With a missed opportunity on Day 1 to swap out the old website rather than just deleting the April calendar on the home page, what really stands out is the continued retention of former Mayor Murawski’s name next to Mayor on the Government page. Such an edit would have taken perhaps a 4 minute time investment and would have at least given the search engines something else to play with when it comes to how it crunches the term “Midlothian, Illinois” in order to produce results.
Such an oversight certainly doesn’t signal any real change is happening on the inside of Village Hall to the outside world and identifying who let this one slip by is a task for Stephens to tackle. However, coming into office with a record of him trouncing his opponent at the polls certainly brought forth a flood of audience members to attend his swearing in ceremony on Wednesday, which indicates at least some level of ability to draw an audience to a Village Board meeting.
Whether or not this attendance level goes up or down could become a vital component in his pledge to revive the community base, at least from a residential perspective, but it will take more than one outpouring of community support at one Village Board Meeting to assure business owners that the slogan “Midlothian Mean Business” no longer symbolizes some sort of invisible threat of being hauled into the darkness by a badge or politician if they don’t follow the game plans as prescribed by the previous Mayor and his loyalists.
Without a website clearly stating as fact that Terry Stephens is the current Mayor of Midlothian, everyone who did not witness the event is left with only separate news reports that such a change actually happened on Wednesday. These kinds of publication mismatches on the Internet makes it difficult to validate what is the truth and what is not, which is not in Stephens best interest, especially since there is continues to be a great deal of negativity growing even stronger around the behaviors of the former Mayor.
If Stephens doesn’t find ways to shore up the Village’s flanks within his first 100 days in office, the legal storms that have been brewing for years over the Village may very flood his administration so severely that no matter what Mayor Stephens says or does, his vision will be sunk before it can even leave the harbor.

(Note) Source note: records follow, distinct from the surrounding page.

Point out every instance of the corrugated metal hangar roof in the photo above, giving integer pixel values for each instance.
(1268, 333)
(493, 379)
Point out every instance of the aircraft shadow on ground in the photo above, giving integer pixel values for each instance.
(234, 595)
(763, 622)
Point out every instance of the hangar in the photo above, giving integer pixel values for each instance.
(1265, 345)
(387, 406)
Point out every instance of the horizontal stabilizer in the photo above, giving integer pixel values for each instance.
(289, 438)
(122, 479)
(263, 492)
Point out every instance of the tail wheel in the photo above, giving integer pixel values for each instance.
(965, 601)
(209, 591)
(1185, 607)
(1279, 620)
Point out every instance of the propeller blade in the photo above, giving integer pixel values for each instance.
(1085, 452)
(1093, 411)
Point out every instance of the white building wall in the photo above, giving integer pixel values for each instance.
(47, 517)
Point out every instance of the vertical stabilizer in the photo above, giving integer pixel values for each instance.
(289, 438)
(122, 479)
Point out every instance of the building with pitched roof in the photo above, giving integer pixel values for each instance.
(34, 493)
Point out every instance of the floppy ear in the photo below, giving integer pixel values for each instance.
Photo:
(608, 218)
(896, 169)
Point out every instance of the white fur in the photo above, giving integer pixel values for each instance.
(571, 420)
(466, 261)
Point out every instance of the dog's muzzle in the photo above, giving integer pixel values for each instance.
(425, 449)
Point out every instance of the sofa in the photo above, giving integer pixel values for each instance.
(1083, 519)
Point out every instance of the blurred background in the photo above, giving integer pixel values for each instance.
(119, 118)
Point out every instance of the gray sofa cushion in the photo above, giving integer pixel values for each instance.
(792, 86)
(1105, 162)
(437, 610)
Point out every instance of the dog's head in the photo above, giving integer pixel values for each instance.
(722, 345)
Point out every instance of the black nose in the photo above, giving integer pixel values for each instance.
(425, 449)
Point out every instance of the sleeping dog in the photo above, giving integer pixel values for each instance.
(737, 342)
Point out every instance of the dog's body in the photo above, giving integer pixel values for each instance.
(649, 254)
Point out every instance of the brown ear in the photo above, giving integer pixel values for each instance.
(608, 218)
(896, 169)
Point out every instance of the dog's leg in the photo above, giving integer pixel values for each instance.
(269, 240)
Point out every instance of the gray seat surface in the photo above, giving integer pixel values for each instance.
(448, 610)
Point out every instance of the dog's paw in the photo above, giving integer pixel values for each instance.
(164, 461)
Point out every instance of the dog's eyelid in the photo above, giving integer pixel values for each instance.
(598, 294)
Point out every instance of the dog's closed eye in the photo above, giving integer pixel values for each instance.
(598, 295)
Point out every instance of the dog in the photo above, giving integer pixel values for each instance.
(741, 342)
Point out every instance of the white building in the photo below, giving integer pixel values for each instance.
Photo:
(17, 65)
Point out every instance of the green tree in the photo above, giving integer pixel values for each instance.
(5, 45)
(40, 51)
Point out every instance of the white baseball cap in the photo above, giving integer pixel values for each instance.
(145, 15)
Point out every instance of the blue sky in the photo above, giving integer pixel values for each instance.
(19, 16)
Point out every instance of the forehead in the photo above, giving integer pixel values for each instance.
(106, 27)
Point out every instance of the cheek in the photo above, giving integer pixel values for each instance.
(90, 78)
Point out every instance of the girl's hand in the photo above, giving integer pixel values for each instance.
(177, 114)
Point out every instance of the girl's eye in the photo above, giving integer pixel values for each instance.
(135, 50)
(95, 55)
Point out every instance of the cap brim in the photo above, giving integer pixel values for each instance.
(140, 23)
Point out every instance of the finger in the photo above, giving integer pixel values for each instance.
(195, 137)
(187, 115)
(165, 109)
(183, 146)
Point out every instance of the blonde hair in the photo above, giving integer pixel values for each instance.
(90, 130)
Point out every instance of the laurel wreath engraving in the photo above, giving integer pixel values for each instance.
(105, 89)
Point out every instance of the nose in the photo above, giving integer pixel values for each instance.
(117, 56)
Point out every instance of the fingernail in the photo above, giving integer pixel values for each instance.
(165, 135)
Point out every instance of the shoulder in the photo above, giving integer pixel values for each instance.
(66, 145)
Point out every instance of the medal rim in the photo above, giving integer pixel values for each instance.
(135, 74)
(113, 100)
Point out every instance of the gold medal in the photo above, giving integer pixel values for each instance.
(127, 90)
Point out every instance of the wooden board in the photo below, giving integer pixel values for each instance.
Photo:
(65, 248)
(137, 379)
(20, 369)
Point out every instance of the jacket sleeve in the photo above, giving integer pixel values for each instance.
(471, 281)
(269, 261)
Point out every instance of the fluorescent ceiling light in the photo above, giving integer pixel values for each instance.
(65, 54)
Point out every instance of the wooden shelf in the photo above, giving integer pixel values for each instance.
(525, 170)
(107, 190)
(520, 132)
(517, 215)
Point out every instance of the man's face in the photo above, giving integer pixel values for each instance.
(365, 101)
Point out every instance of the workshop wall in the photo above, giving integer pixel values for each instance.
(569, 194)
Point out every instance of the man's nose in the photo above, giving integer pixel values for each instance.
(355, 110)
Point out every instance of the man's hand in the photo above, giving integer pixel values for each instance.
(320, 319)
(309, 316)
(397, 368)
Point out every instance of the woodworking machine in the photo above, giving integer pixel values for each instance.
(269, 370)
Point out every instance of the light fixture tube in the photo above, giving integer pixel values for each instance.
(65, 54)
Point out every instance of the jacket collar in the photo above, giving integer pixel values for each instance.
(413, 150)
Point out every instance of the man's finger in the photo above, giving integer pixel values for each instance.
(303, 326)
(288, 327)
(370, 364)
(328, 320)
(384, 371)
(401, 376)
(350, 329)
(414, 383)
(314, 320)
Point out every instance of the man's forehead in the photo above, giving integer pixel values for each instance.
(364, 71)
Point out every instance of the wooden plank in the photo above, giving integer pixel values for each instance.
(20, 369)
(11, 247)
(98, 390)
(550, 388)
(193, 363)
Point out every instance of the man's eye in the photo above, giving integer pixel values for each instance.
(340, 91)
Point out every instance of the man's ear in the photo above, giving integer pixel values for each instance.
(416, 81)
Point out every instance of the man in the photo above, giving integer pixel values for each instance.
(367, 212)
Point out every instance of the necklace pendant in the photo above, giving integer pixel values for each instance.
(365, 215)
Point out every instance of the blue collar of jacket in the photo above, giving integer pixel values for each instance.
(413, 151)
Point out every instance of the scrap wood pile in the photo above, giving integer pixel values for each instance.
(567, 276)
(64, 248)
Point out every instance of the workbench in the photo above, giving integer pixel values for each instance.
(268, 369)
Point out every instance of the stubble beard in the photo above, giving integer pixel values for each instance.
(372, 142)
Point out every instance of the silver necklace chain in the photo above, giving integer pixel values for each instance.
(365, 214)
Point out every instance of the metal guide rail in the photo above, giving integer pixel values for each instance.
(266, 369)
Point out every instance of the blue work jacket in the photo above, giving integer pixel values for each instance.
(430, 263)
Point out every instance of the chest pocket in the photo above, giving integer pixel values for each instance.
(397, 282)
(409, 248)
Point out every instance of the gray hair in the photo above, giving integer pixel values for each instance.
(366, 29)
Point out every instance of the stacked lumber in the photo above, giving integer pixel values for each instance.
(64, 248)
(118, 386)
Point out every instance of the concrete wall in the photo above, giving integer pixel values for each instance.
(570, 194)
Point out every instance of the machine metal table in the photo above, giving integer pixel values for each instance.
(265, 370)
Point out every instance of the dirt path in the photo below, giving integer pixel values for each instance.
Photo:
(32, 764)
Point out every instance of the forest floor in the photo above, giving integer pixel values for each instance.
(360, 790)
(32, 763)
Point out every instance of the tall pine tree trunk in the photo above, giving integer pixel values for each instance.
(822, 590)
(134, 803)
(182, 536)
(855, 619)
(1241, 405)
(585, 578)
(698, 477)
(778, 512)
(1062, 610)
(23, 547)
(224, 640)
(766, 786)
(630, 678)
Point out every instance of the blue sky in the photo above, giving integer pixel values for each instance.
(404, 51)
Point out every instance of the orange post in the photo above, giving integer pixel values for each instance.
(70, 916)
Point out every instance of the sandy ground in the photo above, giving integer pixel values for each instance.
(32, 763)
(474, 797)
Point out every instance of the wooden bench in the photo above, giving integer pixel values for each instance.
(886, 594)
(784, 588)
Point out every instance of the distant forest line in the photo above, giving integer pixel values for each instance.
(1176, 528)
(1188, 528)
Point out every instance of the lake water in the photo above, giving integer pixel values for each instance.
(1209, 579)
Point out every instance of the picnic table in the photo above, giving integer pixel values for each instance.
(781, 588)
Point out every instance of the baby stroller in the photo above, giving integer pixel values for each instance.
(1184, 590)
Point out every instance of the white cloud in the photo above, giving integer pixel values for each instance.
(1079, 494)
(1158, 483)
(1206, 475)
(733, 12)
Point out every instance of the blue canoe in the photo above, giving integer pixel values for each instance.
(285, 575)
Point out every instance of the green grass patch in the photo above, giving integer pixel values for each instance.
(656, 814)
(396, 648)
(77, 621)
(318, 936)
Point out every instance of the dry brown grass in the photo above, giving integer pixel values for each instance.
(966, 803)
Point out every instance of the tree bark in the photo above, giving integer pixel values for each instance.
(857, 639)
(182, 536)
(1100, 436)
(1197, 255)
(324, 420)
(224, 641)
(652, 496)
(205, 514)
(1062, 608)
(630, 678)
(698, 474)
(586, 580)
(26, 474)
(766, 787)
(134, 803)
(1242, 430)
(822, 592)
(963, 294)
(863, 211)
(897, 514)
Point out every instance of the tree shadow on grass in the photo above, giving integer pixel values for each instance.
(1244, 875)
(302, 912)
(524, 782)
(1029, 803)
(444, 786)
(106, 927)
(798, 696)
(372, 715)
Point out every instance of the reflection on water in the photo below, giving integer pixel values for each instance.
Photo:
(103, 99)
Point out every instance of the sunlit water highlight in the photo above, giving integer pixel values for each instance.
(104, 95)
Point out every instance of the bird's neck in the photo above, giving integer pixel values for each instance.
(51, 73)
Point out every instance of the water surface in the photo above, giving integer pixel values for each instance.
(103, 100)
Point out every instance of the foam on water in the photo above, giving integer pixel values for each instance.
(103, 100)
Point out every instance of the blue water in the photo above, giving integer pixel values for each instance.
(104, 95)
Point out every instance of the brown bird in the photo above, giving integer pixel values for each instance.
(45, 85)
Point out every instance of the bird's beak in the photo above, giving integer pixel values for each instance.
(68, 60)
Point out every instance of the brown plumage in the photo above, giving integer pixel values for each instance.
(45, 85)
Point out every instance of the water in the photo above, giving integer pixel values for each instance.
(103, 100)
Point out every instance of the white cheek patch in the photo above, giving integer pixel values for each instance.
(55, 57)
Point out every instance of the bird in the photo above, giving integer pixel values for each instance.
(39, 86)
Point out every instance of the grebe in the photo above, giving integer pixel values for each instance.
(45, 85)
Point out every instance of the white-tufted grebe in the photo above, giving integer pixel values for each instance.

It will all depends on how Stephens approaches the task of dismantling the once-virtually inpenetrable stonewall erected to keep the citizens out and the day to day business operations at such top secret levels, even the acronyms who deal with the Top of the Top Secrets would be impressed. However, Midlothian is neither an acronym, nor do the Village Ordinances represent such a grave threat to the public that only a special code word such as FOIA and an appropriate pedigree can shake such information loose from the archives at Village Hall.
Whether or not the Mayor decides to rely on the most recent reason for not updating the site (lack of funds) will be but one of many notes of the symphony Stephens has promised us. So with time currently in his favor and community patience remaining steady, perhaps the Mayor’s 2nd day in office will generate at least one change so that the world can see the truth for themselves, which is that Thomas Murawski is no longer Mayor of Midlothian, no matter what the search engines might reflect to the contrary.